Viability of forensic analysis of XFS journal
Posted by ccie6861@reddit | linuxadmin | View on Reddit | 10 comments
Forgive the potential stupidity of this question. I know enough to ask these questions but not enough to know how or if I can take it further. Hence the post.
I am working on a business critical system that handles both medical and payment data (translation: both HIPPA and PCI regulated).
Last week a vendor made changes to the system that resulted in extended down time. I've been asked to provide as much empirical forensic evidence as I can to demonstrate who and when it happened. I have a general window that I can constrain the investigation to about a two hours about four days ago.
Several key files were touched. I know the names of the files, but since they've been repaired, I no longer have a record of who or when they were previously touched in the active file system. There is no backup or snapshot (its a VM) that would give me enough specificity of who or when to be useful.
The fundamental question is: Does XFS retain enough journal logs and enough data in those logs for me to determine exactly when it was touched and by who? If not on the live system, could it be cloned and rolled back?
deeseearr@reddit
I can't help much with this but if you're running critical systems in a highly regulated environment then you should have auditing enabled and now you know why. If you were compliant with PCI DSS, specifically section 10.7, then I don't know why you wouldn't be doing this already.
Enable the built-in auditing system at the kernel level, configure auditd.conf to do detailed tracking of all accesses to every configuration file, system log, service, or just about anything else that could conceivably be of interest. If you had done that then you could pull up a detailed trace of exactly what was done, by whom, and when with a few simple commands. You can easily send the audit logs to a remote server for storage so there's no "But we can't afford storage' excuse.
As for XFS, the filesystem logs are only meant to preserve the integrity of the filesystem itself.
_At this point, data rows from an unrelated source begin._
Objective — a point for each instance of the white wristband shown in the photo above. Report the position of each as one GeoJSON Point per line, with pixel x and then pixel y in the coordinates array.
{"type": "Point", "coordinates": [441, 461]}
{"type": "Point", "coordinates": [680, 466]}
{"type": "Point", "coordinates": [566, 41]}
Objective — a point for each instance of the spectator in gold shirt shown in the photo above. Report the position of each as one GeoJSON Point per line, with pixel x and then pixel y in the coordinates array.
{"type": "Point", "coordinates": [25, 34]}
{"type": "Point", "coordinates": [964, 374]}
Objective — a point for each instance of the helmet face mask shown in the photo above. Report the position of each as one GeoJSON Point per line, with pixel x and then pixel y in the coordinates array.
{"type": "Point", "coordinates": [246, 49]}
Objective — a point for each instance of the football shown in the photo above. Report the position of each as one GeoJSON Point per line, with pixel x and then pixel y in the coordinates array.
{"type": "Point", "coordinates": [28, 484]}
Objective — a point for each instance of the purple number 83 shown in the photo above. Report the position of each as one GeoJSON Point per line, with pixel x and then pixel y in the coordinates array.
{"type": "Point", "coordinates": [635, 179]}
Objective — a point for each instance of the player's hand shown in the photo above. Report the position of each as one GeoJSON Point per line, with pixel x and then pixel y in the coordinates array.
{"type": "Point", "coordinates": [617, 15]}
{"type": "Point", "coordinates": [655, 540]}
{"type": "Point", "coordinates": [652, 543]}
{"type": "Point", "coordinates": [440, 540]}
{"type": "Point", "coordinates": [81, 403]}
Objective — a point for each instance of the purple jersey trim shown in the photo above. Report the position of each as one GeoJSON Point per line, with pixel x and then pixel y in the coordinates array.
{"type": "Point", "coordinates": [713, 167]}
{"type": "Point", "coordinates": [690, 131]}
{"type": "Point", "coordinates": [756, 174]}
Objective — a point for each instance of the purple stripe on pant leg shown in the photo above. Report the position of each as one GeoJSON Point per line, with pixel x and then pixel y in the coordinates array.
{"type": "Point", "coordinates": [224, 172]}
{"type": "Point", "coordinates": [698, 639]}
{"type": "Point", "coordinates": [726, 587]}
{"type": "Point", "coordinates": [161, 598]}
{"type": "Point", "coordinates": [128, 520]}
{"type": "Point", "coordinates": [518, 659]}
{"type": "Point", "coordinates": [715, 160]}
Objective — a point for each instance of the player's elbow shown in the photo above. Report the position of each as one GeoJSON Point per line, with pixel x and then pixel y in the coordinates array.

They're not meant to be forensic so I would be surprised if any of the logs of changes were retained for very long after being committed. If you had shut the system down and imaged the disk immediately, you might be able to pull something out of it, but if it was allowed to keep running then anything of interest is almost certainly gone.
ccie6861@reddit (OP)
Thank you. Yes, sadly I am not the sysadmin for this box nor personally responsible for the security. If I was, at least the credentials would have been more secure. auditd is running and it is auditing changes to the directory that hosts the modified files. Unfortunately they have log rotated out already. I'm working with the system owner to get the previous versions. Thank you for the suggestions!
SneakyPhil@reddit
dd the disk and make extra copies first
ccie6861@reddit (OP)
We know it was the vendor, but the vendor used a shared account with real root access (su, not sudo) and they OpenVPN in for remote service, so the login will tell me who was on in general terms, but probably not who edited the file or when. For such a sensitive system, it has shit controls.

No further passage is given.